Wednesday, May 23, 2012

Sticks and Stones

"Sticks and stones may break my bones but words will never hurt me"


Yes, they do. I was verbally bullied when I was in middle school, and into high school. Every thing about me was picked on. Starting from my brothers, they would make fun of what I wear and come up with a nickname to embarrass me. They would make up stories about my personal hygiene, they would make fun of my teeth. They would say I look like a duck, and call me "the ugly duckling". My brothers had no remorse when it came to picking on me, because I was the awkward middle child, so I was the punching bag.

I remember all of these situations so vividly.
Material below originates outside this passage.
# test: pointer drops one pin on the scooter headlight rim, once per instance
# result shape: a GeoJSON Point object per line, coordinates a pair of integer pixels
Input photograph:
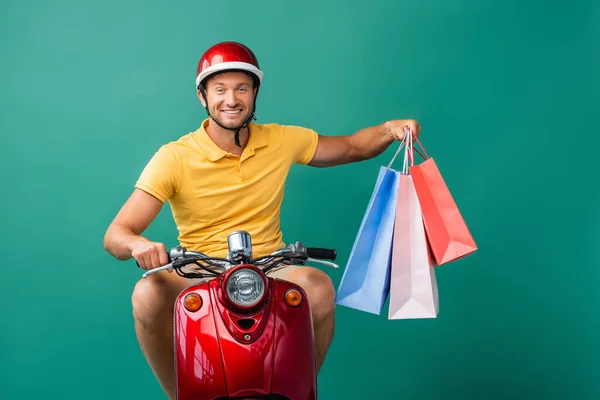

I remember I was in elementary school, and I wore a very red outfit to school. My brothers would call me "firetruck" in a joking way, but it would escalate into a "I'm going to embarrass you and make you feel like shit" kind of way. That nickname got to the school, so the kids at school started calling me that. They never forgot about it, I was maliciously called "firetruck" for a very long time. They wouldn't just call me firetruck, it would be "heeeeyyy it's firetruck! hey firetruck firetruck firetruck!" in front of many people. That's one instance of feeling beat down verbally by your peers....and my own damn brothers.

In 9th grade I got jumped by ten 8th graders, and they beat me down, kicked me in the neck, punched me in the face, ripped my shirt off, and tossed my bike into a dumpster. I was the victim, and then I go to school and the big rumor is "Dustin got his ass kicked by a bunch of 8th graders, what a pussy, he's in 9th grade and should have handled that himself". I did nothing about it. I called the cops on the kids who jumped me, listened to my peers make fun of me, kept my mouth shut and waited for the school bell to ring.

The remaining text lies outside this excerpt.